Pardoo Station owner, Graeme Rogers, oversaw the three-year, $150,000 irrigation project, designed to grow sorghum and cereal crops, on the Pilbara property.
The bore took five weeks to drill and was completed last week.
Mr Rogers said he expected the bore, which is flowing at 200 litres a second, to flow at about five million litres a day, but it has already reached 17 million.
"The sky's the limit, I'm not sure where it will end up," Mr Rogers said.
"It certainly makes the project a lot more viable in the fact that we don't have to pump water.
"There's enough pressure coming out of the ground and enough volume to run the sprinklers themselves, they don't need pumps, therefore it's about $160,000 a year that we're saving on diesel."

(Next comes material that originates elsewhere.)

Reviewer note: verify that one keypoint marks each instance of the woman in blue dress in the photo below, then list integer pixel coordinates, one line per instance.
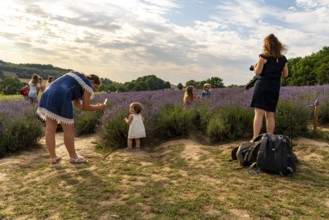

Mr Rogers, who runs 6000 cattle on Pardoo, hopes to have the first crop under the pivot by March next year.
Pardoo Station has a 10 gigalitre water allocation, and Mr Rogers' proposal is to eventually have 17 40-hectare pivots that will supply feed to surrounding pastoralists.
"If we can grow commercial crops and sell the feed locally, it will save a lot of money for pastoralists," he said.

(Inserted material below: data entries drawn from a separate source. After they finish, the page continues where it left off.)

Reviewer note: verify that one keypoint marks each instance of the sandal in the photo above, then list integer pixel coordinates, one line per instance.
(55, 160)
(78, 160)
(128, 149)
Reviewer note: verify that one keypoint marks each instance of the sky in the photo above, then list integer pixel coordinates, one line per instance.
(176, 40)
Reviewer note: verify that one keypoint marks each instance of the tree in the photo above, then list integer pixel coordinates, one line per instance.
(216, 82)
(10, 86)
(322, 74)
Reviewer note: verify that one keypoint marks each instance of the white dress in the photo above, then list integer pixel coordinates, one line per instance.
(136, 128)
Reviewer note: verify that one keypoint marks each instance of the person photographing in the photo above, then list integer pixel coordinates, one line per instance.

"It will certainly be a cheaper source of hay in the area, rather than bringing it in from Geraldton or Perth, as we've been doing every year."

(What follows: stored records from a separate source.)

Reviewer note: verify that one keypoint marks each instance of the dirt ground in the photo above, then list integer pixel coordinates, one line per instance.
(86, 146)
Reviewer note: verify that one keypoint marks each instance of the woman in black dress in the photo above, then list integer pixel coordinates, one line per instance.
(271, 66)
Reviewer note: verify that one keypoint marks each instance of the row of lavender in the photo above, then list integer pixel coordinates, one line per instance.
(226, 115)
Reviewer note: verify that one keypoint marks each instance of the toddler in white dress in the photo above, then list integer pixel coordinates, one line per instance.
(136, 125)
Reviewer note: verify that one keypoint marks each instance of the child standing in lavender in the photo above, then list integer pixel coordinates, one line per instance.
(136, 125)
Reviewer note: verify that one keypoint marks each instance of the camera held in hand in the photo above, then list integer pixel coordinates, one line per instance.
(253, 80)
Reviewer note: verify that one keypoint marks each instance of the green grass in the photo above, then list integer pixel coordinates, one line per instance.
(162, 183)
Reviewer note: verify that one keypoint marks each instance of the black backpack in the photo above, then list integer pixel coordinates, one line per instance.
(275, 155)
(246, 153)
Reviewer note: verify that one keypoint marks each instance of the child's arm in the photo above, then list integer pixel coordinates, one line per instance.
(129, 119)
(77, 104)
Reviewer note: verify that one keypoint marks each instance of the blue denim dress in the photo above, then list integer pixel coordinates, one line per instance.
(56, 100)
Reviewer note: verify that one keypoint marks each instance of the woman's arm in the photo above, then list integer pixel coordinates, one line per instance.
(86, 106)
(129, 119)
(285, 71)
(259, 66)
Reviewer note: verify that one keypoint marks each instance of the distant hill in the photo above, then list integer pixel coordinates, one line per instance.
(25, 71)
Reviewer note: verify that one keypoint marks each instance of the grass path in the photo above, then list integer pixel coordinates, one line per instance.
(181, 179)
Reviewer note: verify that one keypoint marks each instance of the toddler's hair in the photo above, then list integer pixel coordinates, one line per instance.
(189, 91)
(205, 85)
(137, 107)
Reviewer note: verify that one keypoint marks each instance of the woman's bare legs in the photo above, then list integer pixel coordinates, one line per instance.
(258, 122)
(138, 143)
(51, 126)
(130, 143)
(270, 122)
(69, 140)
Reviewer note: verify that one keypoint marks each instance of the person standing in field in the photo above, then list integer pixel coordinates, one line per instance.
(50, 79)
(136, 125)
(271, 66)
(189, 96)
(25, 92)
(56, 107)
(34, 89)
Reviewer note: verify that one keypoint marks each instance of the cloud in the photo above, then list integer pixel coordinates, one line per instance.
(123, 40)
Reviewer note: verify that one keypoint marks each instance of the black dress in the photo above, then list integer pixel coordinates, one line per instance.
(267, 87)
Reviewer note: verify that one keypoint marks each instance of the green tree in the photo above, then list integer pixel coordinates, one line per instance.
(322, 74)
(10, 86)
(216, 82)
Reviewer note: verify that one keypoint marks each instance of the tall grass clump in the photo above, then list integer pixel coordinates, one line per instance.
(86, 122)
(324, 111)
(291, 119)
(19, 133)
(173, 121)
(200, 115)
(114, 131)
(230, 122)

Mr Rogers currently sends cattle to his feedlot in Coolup to finish them off, but said the crops would make his enterprise more profitable because he would be able to value-add stock on the station.
He said the water also created many other opportunities, such as supplying drinking water to Port Hedland.
"I think their aquifers are starting to diminish, so they will be looking at other sources, because Port Hedland is growing so fast," he said.
"It's a great opportunity for the Pilbara."
With Eastern States farmers suffering due to the lack of water in the Murray Darling catchment, Mr Rogers said northern WA had the resources needed for viable food production.
He said urban sprawl was eating up prime agricultural land in the south of WA, and because the cost of land was so high in that area it was becoming unviable to produce food there.
"We've got water, we've got land, so I believe the north of WA will one day become a food bowl," he said.
"If you can grow a fodder crop here, you can grow anything.
"It doesn't have to be restricted to cattle fodder."
Driller, Steven Chitty, of Western Drilling, said he had drilled bores that produced similar amounts of water, but they weren't flowing.
"This is the highest-yielding flowing bore I have seen," he said.